Friday, January 8, 2016: 8:50 AM
Salon C (Hilton Atlanta)
Irene L. Gendzier, Boston University
Taking a page from the great historian of race in America, Eric Foner, it is useful to recall that revising interpretations of history is intrinsic to the study of history, which does not make it any less controversial a process. This applies to the study of US policy in the Middle East, and notably to the records of the origins of US involvement in the conflict over Palestine as it evolved in the immediate postwar years, that is between 1945-1949.

And yet, what is surprising about such revision as I propose is that they are based on sources that have long been in the public record.
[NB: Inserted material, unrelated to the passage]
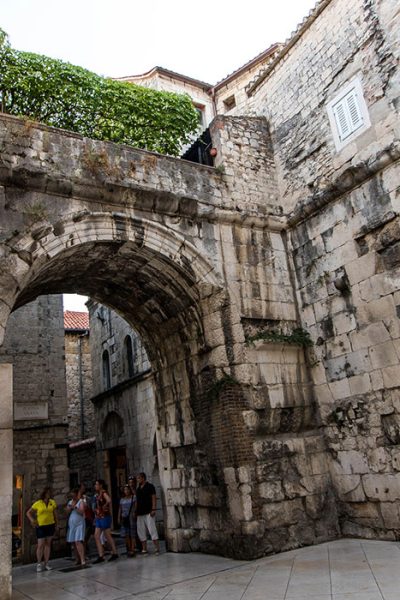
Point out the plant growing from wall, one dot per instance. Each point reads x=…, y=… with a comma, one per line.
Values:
x=62, y=95
x=298, y=337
They are declassified and accessible. I refer to the Foreign Relations of the U.S. series, and notably, the volume dealing with 1948, as well as select papers in the collections of the H.S. Truman Library, in addition to other sources.

Considered together, these sources enrich our knowledge of the conditions surrounding the postwar origins of US policy in the Middle East, and the circumstances leading to its involvement in the Palestine question and, more generally, the struggle over Palestine. Further, they reveal the nature of US interpretations of that conflict, the understanding of its origins and potential consequences, short of its resolution.  What emerges from an examination of US policy is the importance US officials attached to the origins and expansion of the Palestinian refugee problem and their endorsement of refugee repatriation. But as US sources also reveal, US policy was not static. Its evolution involved a reevaluation of US policy toward Israel and Palestine in 1948-1949 based on an evaluation of Israel’s military potential and its possible role in US regional strategy.  To reexamine the trajectory and consequences of US policy in 1948-49 enables us to appreciate the roots of present policy.